You don't really have to read this

Jul 12, 2007 15:19

I was telling Katie about this and I'll restate my...statement. I visit the LJ site with ideas up the ass floating around in my head, but when I get here I lose all steam. It's like shitty writer's block. I was gonna write about how hard it is keeping secrets, or about how I've been in this country 10 years and 12 days and how my life is definately not what I had pictured for myself. I was gonna write about how insecure Rohan isn't really as insecure anymore; how good things do actually happen to good people; how to cure world hunger...so on and so forth.

So I have the ideas that I wanted to talk about, but I can't really say much more about them. She sells sea shells by the sea shore. Betty bought some butter but the butter was bitter; so Betty bought some better butter to make the bitter butter better. Bitter, bitter, bitter, bitter, bitter, bitter. Am I bitter? Am I bitter? Am I bitter?
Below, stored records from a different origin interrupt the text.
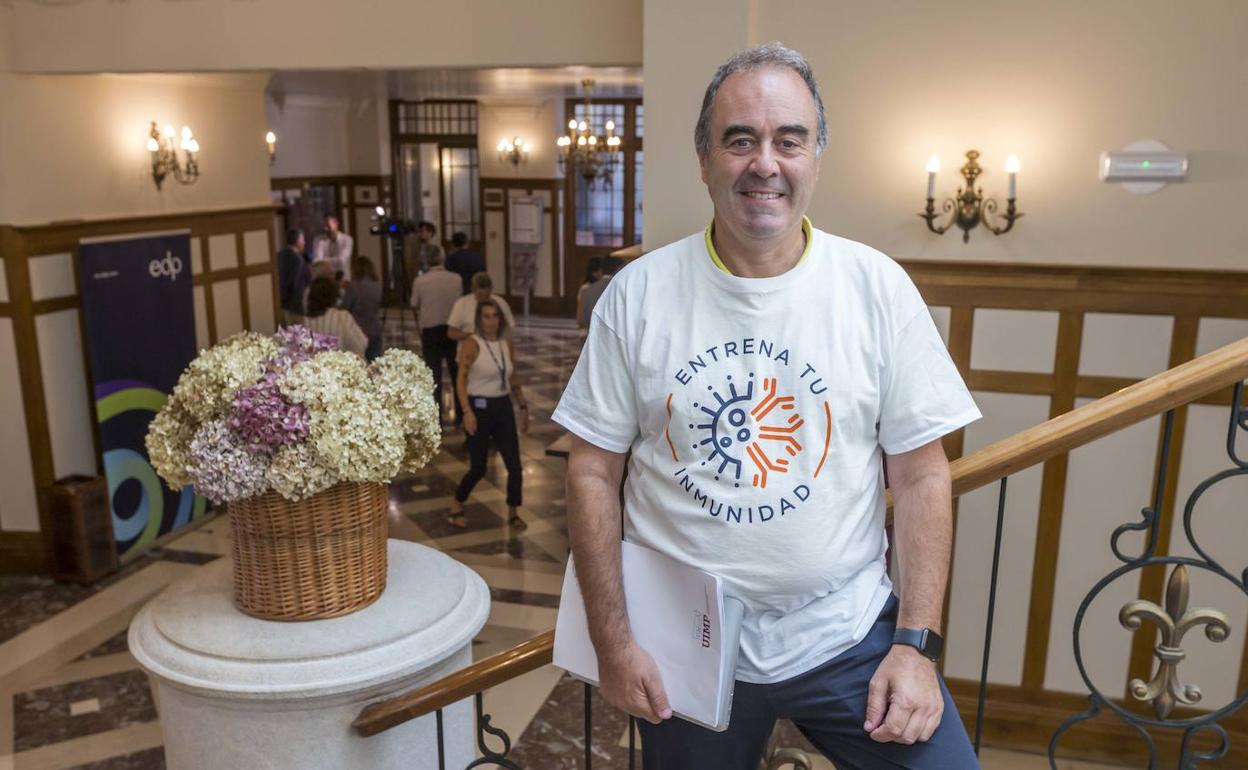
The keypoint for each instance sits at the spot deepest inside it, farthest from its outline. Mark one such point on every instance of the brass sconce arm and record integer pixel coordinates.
(969, 207)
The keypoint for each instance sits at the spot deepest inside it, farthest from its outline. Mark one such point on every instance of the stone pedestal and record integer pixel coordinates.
(236, 692)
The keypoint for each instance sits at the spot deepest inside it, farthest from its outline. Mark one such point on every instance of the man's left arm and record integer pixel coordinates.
(905, 703)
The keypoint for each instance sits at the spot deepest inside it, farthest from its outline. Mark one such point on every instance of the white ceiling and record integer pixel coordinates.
(489, 84)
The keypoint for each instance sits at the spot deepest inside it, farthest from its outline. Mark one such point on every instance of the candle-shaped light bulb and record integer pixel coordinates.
(932, 170)
(1012, 170)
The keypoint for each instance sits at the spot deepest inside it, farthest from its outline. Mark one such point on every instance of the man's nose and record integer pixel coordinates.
(764, 162)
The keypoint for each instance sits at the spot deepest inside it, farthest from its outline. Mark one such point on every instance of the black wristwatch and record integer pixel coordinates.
(927, 642)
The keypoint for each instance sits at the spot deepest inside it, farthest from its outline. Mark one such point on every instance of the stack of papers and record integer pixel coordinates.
(680, 617)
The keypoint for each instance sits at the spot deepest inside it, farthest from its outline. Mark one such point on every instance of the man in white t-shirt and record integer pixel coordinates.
(463, 312)
(760, 372)
(333, 246)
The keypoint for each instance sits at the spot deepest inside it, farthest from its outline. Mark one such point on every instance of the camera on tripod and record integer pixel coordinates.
(386, 225)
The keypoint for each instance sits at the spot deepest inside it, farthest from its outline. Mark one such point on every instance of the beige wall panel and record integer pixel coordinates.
(1014, 341)
(972, 555)
(51, 276)
(255, 247)
(222, 252)
(19, 509)
(276, 35)
(196, 256)
(311, 135)
(1218, 332)
(201, 320)
(1125, 346)
(65, 389)
(1218, 527)
(1107, 484)
(227, 305)
(496, 247)
(109, 174)
(260, 303)
(544, 285)
(941, 318)
(683, 45)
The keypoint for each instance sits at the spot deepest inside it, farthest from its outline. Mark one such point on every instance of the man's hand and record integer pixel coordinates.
(904, 700)
(630, 682)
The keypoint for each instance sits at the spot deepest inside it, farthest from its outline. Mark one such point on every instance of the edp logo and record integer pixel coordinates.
(170, 266)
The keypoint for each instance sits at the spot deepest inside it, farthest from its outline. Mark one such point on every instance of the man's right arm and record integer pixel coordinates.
(628, 678)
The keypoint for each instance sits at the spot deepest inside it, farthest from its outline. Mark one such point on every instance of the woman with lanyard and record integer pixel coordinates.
(484, 389)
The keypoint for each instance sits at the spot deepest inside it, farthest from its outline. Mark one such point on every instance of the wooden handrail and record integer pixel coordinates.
(1128, 406)
(1157, 394)
(481, 675)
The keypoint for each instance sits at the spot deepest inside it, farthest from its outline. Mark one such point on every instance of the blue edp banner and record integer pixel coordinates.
(139, 313)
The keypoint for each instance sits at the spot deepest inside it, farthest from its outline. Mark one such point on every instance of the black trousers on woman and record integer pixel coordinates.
(496, 422)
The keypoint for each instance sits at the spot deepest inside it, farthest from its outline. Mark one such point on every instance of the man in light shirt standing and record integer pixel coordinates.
(433, 295)
(333, 246)
(754, 377)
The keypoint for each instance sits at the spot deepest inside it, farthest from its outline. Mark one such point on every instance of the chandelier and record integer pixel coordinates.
(584, 152)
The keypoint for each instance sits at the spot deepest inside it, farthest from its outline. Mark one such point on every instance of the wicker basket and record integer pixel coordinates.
(317, 558)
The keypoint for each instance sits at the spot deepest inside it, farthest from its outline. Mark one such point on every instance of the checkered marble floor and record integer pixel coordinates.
(71, 696)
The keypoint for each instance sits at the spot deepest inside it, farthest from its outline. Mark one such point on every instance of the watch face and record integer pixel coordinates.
(932, 644)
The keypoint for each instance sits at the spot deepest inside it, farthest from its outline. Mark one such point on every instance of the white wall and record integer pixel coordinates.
(1055, 82)
(74, 146)
(155, 35)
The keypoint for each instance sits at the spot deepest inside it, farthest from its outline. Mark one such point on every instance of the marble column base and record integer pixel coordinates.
(236, 692)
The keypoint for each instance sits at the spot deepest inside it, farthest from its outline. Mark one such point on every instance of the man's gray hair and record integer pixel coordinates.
(766, 55)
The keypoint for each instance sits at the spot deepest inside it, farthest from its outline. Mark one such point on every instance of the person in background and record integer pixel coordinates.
(293, 276)
(333, 246)
(594, 291)
(461, 323)
(362, 298)
(326, 318)
(463, 261)
(419, 256)
(593, 273)
(486, 391)
(433, 295)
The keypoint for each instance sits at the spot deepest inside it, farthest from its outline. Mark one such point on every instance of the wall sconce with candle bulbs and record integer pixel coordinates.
(969, 207)
(164, 155)
(514, 151)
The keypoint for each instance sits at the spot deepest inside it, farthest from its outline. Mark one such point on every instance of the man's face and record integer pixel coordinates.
(761, 167)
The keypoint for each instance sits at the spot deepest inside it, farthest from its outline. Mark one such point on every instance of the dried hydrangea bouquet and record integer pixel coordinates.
(300, 441)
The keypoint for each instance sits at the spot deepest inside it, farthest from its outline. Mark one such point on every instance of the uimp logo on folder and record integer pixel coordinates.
(680, 617)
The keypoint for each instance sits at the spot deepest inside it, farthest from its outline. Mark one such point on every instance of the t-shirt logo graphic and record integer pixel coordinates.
(760, 428)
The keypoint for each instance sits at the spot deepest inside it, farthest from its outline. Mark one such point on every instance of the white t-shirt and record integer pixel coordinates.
(463, 313)
(758, 411)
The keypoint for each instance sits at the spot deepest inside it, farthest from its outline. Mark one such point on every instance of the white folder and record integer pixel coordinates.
(680, 617)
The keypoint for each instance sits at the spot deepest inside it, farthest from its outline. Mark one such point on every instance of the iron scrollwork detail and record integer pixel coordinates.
(1165, 690)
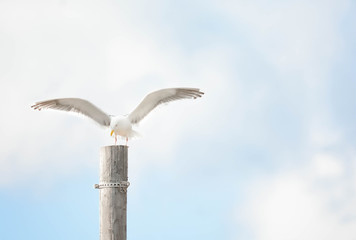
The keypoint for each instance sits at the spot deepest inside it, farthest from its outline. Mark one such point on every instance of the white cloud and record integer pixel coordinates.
(104, 54)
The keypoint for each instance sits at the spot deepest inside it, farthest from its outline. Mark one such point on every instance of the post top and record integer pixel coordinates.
(115, 146)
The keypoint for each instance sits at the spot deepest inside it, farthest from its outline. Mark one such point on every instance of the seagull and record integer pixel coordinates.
(120, 126)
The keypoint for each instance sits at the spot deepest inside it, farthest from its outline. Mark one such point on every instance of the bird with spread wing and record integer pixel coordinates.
(121, 126)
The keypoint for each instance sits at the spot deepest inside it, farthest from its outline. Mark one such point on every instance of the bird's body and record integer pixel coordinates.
(121, 126)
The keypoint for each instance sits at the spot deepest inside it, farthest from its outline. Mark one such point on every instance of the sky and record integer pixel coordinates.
(269, 152)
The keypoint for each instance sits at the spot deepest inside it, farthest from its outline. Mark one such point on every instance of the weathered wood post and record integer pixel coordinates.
(113, 192)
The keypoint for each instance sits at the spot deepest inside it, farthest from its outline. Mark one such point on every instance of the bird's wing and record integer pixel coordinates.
(76, 105)
(154, 99)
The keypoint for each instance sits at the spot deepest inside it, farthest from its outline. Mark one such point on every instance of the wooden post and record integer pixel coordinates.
(113, 192)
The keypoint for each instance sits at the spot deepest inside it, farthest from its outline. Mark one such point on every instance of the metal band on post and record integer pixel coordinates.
(123, 185)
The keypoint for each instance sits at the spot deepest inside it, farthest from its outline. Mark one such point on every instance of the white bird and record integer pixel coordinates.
(121, 126)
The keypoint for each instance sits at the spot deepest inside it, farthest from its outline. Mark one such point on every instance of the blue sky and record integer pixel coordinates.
(267, 153)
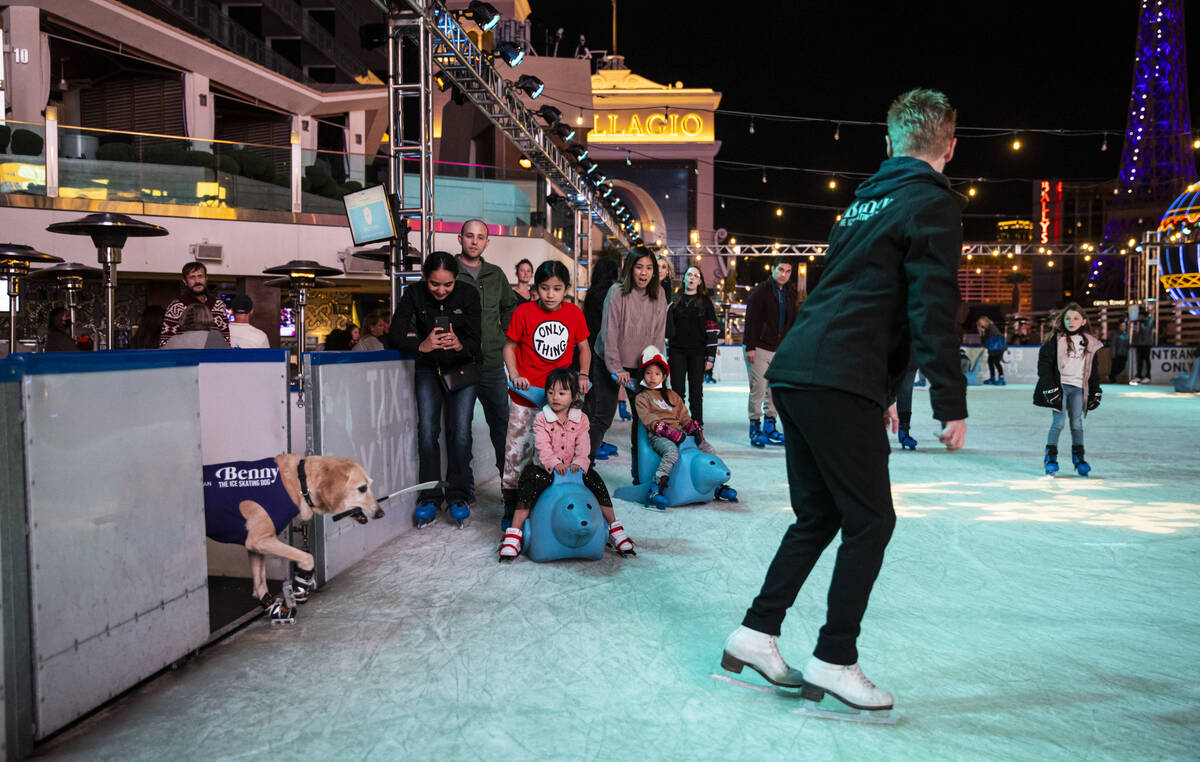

Yes...I am bitter. I am bitter about hypocrites. I'm bitter about people who get on other people's cases about not doing something but in turn not doing anything. I'm bitter about the fact that I got so angry last week that I was in tears. I haven't been that mad since I was like 15ish. I don't like it when people insinuate that I don't do work. Maybe I may not do as much work as them, but I'll be damned if I don't bust my ass when need be.

I got a call asking for directions around Gainesville this morning....Gainesville, Gatorville, The Swamp. Those were good times in my life. I would like to be back at that point in my life again. That would be fun. But, I moved...running away from a few problems. Run away...that's what I always used to do. Until about December, I never really saw anything through. But, I'm glad I've changed that. For, I stuck through Regal making my problems better; stuck through H&R Block making some niice bank. Sticking through shit seems to work. From now on, maybe I'll be known as the guy who finishes what he started.